Alan Ayckbourn and Scarborough

Maybe it's part of my moving house six times in this twelve month period, but I've become enamoured of writers who become defined by a location. I appreciate that sense of identity with place - John Fowles in Lyme Regis, George Mackay Brown in Stromness, Paul Bowles in Tangiers. My own one hint of permanence remains our place in the French Pyrenees, a home for thirteen years now, somewhere that has changed around us but carries ancient rhythms. true home remains our place in Santa Fe, though for various reasons that is on the market at the moment.

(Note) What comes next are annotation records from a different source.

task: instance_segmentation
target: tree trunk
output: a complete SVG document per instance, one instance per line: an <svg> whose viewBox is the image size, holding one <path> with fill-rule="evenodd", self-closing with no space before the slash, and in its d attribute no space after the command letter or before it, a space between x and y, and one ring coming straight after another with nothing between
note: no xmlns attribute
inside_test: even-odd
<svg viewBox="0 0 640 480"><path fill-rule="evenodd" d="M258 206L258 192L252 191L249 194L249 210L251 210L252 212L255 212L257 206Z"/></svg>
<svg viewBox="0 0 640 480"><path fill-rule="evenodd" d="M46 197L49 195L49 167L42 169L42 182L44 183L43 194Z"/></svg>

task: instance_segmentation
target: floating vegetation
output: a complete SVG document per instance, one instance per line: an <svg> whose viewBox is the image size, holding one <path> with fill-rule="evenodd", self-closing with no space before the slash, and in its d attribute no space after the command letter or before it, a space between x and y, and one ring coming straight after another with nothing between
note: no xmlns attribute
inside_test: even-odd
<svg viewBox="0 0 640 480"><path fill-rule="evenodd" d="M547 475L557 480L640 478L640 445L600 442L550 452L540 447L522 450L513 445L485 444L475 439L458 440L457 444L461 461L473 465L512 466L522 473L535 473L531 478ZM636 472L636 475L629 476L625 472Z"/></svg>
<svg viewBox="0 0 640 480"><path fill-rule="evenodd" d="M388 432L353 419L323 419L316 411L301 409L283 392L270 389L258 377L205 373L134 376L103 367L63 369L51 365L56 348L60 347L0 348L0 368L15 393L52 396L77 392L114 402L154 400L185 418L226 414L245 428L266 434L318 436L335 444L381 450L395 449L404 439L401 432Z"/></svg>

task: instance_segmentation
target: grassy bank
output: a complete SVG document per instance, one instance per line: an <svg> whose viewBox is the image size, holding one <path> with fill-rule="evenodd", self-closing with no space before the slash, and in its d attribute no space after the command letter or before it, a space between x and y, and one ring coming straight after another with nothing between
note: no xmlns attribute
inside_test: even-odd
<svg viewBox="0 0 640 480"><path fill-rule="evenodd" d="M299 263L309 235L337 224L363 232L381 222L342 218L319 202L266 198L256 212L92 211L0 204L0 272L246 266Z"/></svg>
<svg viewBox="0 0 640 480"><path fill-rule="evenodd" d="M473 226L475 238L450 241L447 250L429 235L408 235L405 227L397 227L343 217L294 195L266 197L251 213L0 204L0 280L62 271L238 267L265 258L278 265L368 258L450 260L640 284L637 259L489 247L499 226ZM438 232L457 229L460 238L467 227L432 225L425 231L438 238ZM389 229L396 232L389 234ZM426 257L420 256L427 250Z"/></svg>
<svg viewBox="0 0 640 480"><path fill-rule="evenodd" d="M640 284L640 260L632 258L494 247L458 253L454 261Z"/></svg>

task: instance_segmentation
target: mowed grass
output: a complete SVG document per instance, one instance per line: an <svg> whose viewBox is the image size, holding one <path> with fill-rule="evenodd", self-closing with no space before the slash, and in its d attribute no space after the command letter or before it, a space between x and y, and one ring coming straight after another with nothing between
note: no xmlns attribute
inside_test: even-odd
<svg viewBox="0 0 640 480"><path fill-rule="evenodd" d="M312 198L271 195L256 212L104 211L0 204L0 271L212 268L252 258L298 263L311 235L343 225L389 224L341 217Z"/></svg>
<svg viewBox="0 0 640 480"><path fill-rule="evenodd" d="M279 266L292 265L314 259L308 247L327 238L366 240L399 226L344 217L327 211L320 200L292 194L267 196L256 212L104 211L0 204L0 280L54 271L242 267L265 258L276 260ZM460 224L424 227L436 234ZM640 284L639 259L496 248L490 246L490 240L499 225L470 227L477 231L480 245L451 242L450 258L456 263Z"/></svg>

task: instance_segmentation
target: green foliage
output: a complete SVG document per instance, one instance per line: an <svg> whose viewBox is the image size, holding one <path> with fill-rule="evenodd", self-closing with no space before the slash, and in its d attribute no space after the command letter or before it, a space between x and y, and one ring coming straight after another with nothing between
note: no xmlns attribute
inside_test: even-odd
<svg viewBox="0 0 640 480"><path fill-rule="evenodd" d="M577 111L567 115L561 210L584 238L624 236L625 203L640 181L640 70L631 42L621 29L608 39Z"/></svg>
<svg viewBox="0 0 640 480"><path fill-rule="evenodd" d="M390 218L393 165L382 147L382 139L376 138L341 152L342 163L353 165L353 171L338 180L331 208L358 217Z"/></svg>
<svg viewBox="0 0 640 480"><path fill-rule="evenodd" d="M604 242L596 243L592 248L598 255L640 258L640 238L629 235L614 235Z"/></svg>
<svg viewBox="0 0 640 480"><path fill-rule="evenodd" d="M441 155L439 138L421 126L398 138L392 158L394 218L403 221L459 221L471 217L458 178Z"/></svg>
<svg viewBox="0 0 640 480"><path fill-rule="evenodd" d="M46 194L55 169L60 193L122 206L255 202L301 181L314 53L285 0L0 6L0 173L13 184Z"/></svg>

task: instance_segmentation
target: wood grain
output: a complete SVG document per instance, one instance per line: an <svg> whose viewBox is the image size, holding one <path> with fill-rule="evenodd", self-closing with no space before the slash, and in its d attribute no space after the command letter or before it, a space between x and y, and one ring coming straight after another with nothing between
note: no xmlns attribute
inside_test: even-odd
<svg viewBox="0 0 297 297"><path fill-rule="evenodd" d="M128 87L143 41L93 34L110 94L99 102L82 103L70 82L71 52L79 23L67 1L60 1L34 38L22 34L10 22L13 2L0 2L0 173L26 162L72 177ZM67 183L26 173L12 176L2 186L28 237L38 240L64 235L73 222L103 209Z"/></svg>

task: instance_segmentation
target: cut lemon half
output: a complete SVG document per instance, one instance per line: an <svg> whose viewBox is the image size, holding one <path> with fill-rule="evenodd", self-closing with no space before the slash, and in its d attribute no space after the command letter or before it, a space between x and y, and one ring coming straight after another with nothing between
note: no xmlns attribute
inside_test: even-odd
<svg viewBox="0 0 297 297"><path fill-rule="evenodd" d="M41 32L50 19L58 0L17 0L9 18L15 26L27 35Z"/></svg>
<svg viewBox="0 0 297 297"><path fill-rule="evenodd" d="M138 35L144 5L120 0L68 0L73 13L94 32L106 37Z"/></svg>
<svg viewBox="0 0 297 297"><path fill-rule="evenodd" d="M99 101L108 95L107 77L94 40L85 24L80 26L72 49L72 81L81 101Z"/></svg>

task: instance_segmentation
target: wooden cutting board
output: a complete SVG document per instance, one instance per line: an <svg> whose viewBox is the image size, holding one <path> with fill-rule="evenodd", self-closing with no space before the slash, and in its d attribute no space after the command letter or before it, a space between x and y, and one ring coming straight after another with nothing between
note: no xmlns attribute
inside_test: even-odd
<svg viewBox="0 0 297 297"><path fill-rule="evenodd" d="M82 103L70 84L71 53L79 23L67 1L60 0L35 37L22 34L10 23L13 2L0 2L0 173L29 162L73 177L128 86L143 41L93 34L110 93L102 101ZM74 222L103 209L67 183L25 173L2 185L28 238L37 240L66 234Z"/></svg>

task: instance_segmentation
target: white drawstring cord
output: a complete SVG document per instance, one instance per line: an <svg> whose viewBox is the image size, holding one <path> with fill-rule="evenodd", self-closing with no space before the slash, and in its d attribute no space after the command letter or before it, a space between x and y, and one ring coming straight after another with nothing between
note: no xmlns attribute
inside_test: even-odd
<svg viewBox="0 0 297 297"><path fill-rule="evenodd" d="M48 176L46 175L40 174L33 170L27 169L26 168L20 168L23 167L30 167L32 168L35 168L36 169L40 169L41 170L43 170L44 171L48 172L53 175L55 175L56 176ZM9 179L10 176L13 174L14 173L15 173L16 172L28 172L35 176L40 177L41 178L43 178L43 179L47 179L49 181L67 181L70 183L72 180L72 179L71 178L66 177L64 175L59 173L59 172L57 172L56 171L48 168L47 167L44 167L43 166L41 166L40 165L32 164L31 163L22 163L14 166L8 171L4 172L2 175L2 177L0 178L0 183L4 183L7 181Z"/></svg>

So I was glad in visiting Scarborough to get to visit the Stephen Joseph Theatre. Alan Ayckbourn arrived in the town fifty years ago, and a current production sees the revival of his West End hit from forty years ago, Relatively Speaking.

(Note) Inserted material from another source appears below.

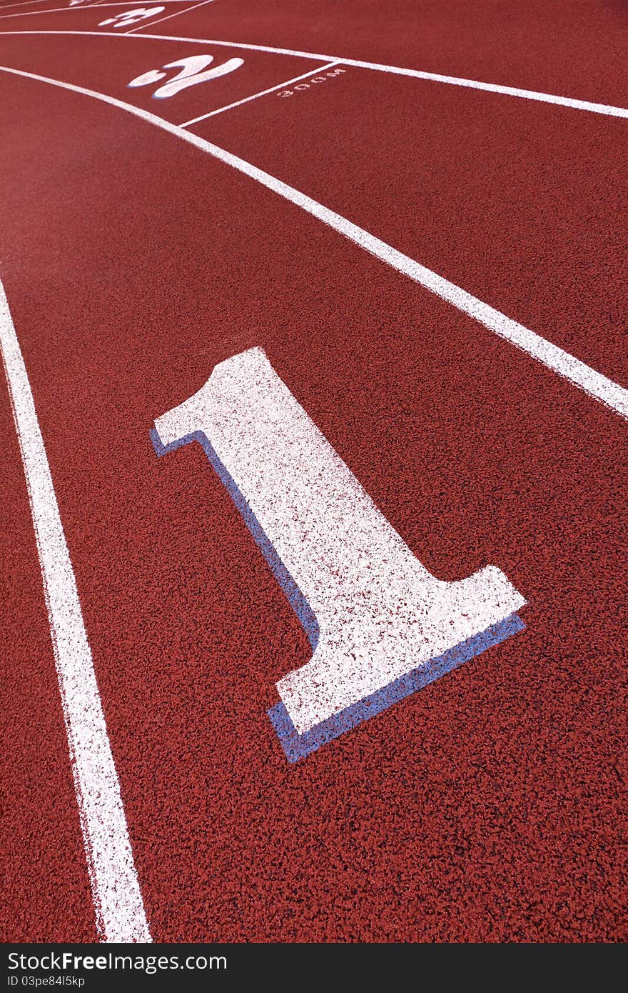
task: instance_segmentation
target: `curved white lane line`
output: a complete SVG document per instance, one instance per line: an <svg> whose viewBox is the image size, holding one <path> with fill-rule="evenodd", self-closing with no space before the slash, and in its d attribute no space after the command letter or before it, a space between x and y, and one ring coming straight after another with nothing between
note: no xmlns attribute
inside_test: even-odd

It's curious how a play of 1967 is now a period piece, just as much as Noel Coward's plays. It's an engaging play still though, tightly written, a gentle farce of misunderstandings but characters drawn to have real pathos. I go to an evening of stand-up comedy, I laugh a lot, yet somehow I emerge drained rather than restored. A good evening of comedy theatre has a different effect, it does cheer me.
The play was originally written to cheer holidaymakers seeking to come in from the rain. That was even more necessary this summer. Ayckbourn's plays all get their first airing in this theatre-in-the-round which he built out of an old cinema. The theatre has a policy of producing nothing too daring, knowing its audience (unlike the Drum Theatre in Plymouth, which has a youth audience to appeal to and likes a sniff of danger). The evening was quite jolly and comfortable - and sold out.
By the way, if you head that way, I recommend the excellent Cafe Fish for a meal beforehand - worth a trip to Scarborough in itself.